The Securities Commission's case against Insured Group, the company that took over the Lombard Group last year, may seem unfair but it is a logical move, a leading Auckland lawyer says.
The commission announced this week that it had begun proceedings against Insured, a Perth-based insurance company, for alleged continuous disclosure breaches relating to Lombard in 2008.
Insured made a back-door takeover of Lombard in March 2010, and the allegations relate to its subsidiary Lombard Finance.
Chapman Tripp partner Roger Wallis said the obligations of a listed company remained the same as before a takeover.
He said Insured was now responsible for any alleged breaches of the stock exchange rules that Lombard Finance may have committed in 2008 - two years before Insured bought the subsidiary.
"It is quite logical. It is unfortunate for Insured that they did not turn their minds to this."
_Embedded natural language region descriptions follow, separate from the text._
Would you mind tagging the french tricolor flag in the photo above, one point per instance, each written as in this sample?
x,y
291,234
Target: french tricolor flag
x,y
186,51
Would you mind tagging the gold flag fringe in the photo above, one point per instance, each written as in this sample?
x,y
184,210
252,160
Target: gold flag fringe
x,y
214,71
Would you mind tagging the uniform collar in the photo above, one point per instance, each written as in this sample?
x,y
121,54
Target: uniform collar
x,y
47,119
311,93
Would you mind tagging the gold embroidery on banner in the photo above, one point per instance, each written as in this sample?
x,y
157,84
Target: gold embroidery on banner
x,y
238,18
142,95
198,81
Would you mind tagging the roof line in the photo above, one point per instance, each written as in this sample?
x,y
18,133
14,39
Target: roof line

Wallis said although the commission did not specifically inform Insured it was investigating Lombard Finance, it did inform the market.
This also opens Insured up to investors who, if they can prove they lost money through Lombard Finance, may be able to lay civil claims against the insurer.
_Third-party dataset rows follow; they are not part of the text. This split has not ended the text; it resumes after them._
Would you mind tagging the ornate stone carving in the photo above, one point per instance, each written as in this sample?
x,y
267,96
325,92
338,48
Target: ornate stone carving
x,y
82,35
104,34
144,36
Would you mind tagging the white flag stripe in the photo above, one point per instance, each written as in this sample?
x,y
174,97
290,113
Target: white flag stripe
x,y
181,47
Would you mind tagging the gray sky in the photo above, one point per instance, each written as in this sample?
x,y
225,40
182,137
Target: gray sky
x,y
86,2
"This should be a warning to companies to do due diligence before back-door takeovers. They [companies] take on the liabilities of the listed company. The key is a listed company is a listed company, and it continues to follow the consequences [of the previous company]. It is an unusual case but a logical one.
"It may seem unfair but the regulator [the commission] has been criticised for not enforcing the law enough."
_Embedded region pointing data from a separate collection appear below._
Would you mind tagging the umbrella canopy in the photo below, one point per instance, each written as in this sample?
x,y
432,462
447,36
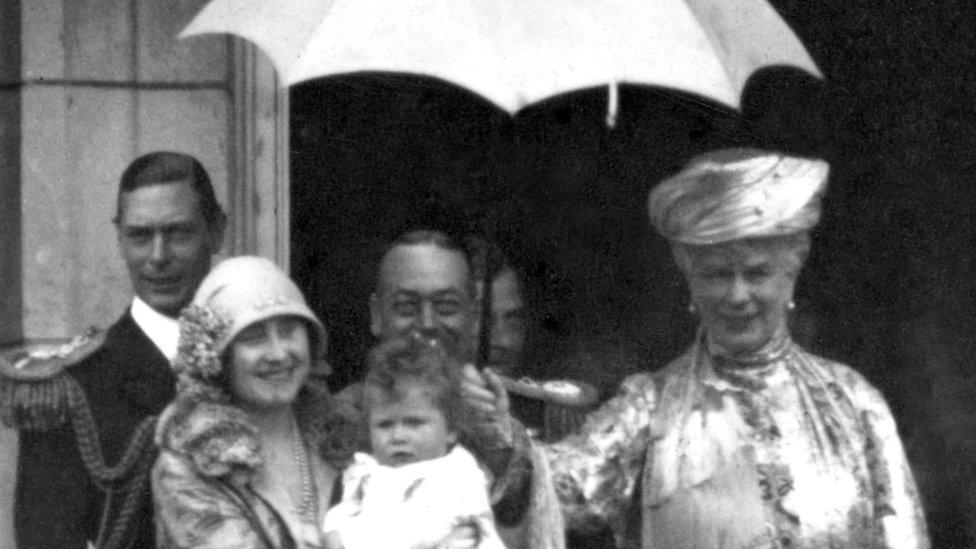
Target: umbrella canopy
x,y
517,52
Insured did not return the Business Herald's call yesterday but released a statement on Tuesday saying Insured has nothing to do with the 2008 business position of Lombard Finance or the Lombard Group.
The commission is seeking a penalty of $1.3 million for the alleged continuous disclosure breaches.
Insured managing director Wayne Miller said in the release that Lombard was once headquartered in Wellington but today it was based in Perth and almost all its shareholders were Australian.
"The Securities Commission has already taken different proceedings in relation to Lombard Finance's operations, which are still to be heard. So we cannot understand why it is taking this particular action now, some three years after the relevant events occurred, and when the changes to the company effected [Lombard] by the RTO [reverse takeover] were fully advised to New Zealand regulators."